09 de abril de 2012. David Cano

Hace poco, y al hilo de la recomendación de otro libro, El caracol obstinado, novela corta de Rachid Boudjedra para Cabaret Voltaire, poníamos de manifiesto esa tendencia, más proclive de lo humano, a la misantropía febril que al onanismo filantrópico, tan aparente y cívico, por otro lado. Hoy, aunque también mañana, seguro, y tras leer las páginas que Luciano Bianciardi dedica en La vida agria a repasar su experiencia personal, su paso por la vida, sólo podemos subrayarla.

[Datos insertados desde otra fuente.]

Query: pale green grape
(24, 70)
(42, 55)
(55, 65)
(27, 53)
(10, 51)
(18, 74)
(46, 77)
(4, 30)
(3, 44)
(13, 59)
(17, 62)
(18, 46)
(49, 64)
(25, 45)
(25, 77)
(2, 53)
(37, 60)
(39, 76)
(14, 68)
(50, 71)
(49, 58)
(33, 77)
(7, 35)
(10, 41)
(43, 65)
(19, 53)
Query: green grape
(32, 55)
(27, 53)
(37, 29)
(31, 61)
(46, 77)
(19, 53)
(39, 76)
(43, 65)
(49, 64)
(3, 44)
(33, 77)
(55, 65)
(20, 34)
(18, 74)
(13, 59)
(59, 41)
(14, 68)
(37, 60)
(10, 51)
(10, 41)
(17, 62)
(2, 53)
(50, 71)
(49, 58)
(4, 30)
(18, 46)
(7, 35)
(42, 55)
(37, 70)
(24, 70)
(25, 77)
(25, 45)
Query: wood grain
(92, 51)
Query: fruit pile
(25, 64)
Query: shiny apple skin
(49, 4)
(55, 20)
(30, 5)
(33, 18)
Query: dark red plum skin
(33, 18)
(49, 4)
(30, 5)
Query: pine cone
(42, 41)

Sin embargo, en este caso el recreo no es obsesivo ni tan lacerante, aunque igualmente carcome, sino que la mirada del protagonista (suerte de álter ego de Bianciardi) dilata y obtura objetivo para, repasando el cauce abrupto de su historia y siguiendo unos episodios decisivos en el curso de su tiempo, hacer una crítica al sistema, pero ya no tanto desde el mismo, sino abanderando cierta disidencia. Otra de las posibles revoluciones, cuando no salidas, u otra forma de rebullirse y posicionarse ante semejante disposición natural tan fatigosa: la vida. Algo que siempre llevó a gala como autor, como personalidad y periodista rebelde, inconformista con pedigrí y anarquista ligeramente incendiario. Y, también muy significativo, sobre todo en determinados ámbitos profesionales, como defensor de la cultura al margen de los mecanismos que han angostado y viciado su esencia trasladándola al terreno de la industria. Y como informador honesto. Como para no encerrarse en sí mismo y entregarse al alcohol. Ley de vida, diríamos. La vida agria.

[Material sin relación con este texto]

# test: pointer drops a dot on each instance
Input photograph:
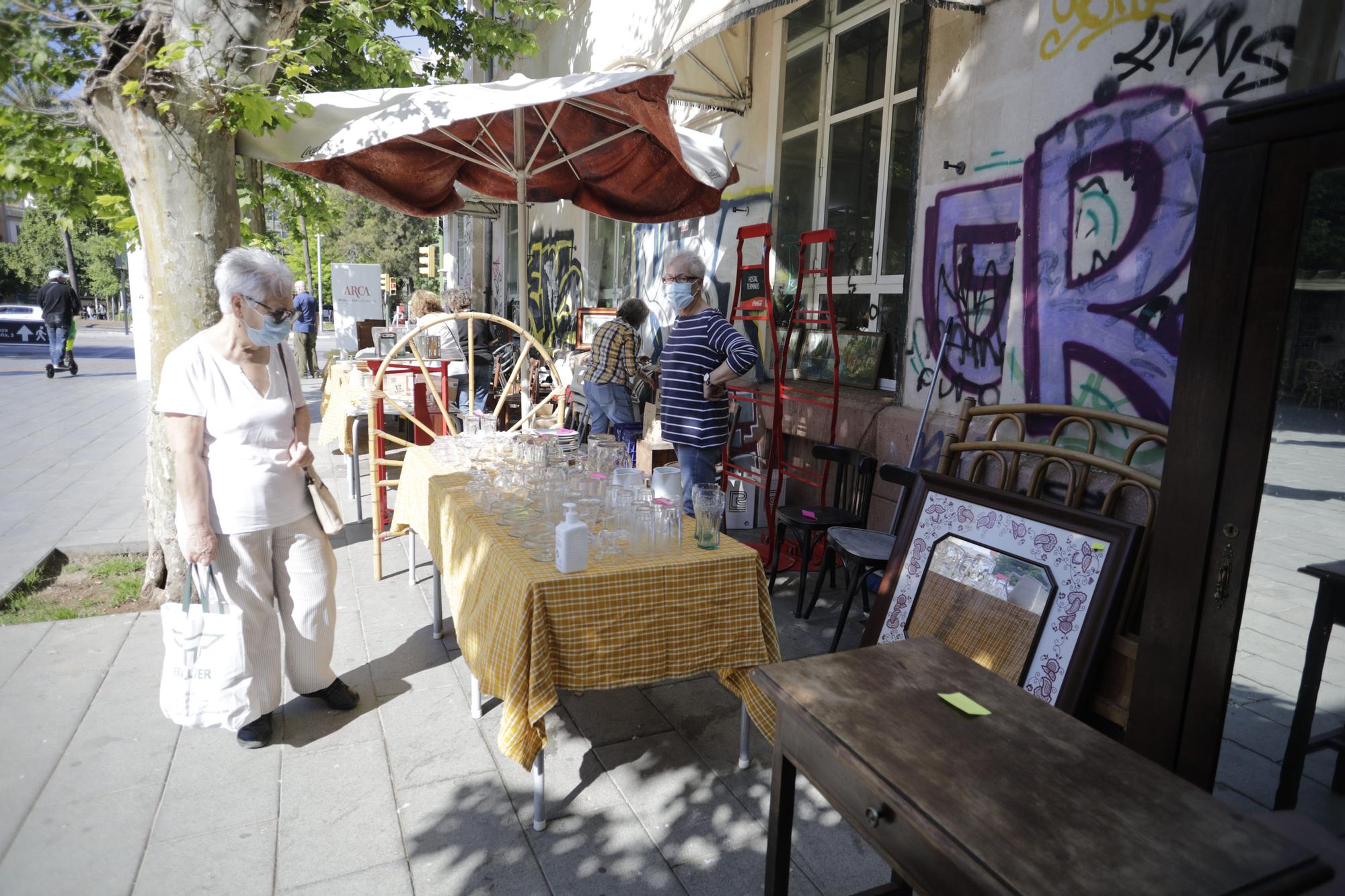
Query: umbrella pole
(521, 179)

Errata Naturae publica, por primera vez traducido al castellano, la más personal, vigorosa (y vigente, sea dicho de paso) novela de Luciano Bianciardi y nos promete que será sólo el comienzo de otras tantas publicaciones del italiano. Nos alegramos. Lo hace en su colección El pasaje de los panoramas, porque tiene a la ciudad, un Milán que no se dice ni desdice, pero que interviene, como escenario determinante, como protagonista (vivo) de la narración. Ciudad absorbente como lo es Berlín o París, también repensadas como tablero de encrucijadas, pasadizos y nuevas realidades para la suerte o la desgracia de lo humano. A la ciudad es donde se dirige el bibliotecario de provincias que lidera la narración en primera persona de esta novela en gran medida autobiográfica ambientada en los años de impacto económico de la Italia de los 50. Deja tras de sí mujer e hijo con el interés de denunciar, desde un periódico y ya en la ciudad, una supuesta negligencia profesional que acabó con la vida de cuarenta y tres personas en una mina de esa población de la que, también en parte, huye. Allí se instala en varias casas de acogida y hostales y se estrena con nuevas amistades, trabajos en la redacción y otros estilos de vida, paseando ante el lector con una ironía, de natural, resignada y revenida, por lo agrio de unas circunstancias que no son solo molestas en lo político y en lo social (en ese motivo suyo, frustrado, de delación primera), sino que lo son también a nivel económico, cívico e incluso consuetudinario. De ordinario.

Y, sin dramas especiales y entre la narrativa ligera de sus reflexiones resignadas, el diario testimonial y el periodismo, seguimos con él sus movimientos y vicisitudes en el gremio profesional (como periodista y como traductor editorial), su paulatino desengaño, sus fobias a determinados puntos aquí (como esos dos pasos de cebra tan simbólicos) o personas estigmatizadas, como las secretarias de tez térrea y gesto de oler pis; en una lectura dinámica e íntima que, salpicada de humor y mucha risa de sí mismo, ensalza la vida mediocre y la mediocridad de la vida. Del personaje, y como la hace Anna, su indulgente amante, nos encariñamos sin solución en su caída en una decadencia paulatina que es, en últimas, puro romanticismo y una de las grandes evasivas de la vida. La que, con total desencanto, nos ha tocado vivir. ¿Pero qué, qué es lo que queréis ver vosotros, so ectoplasmas? La vida es así.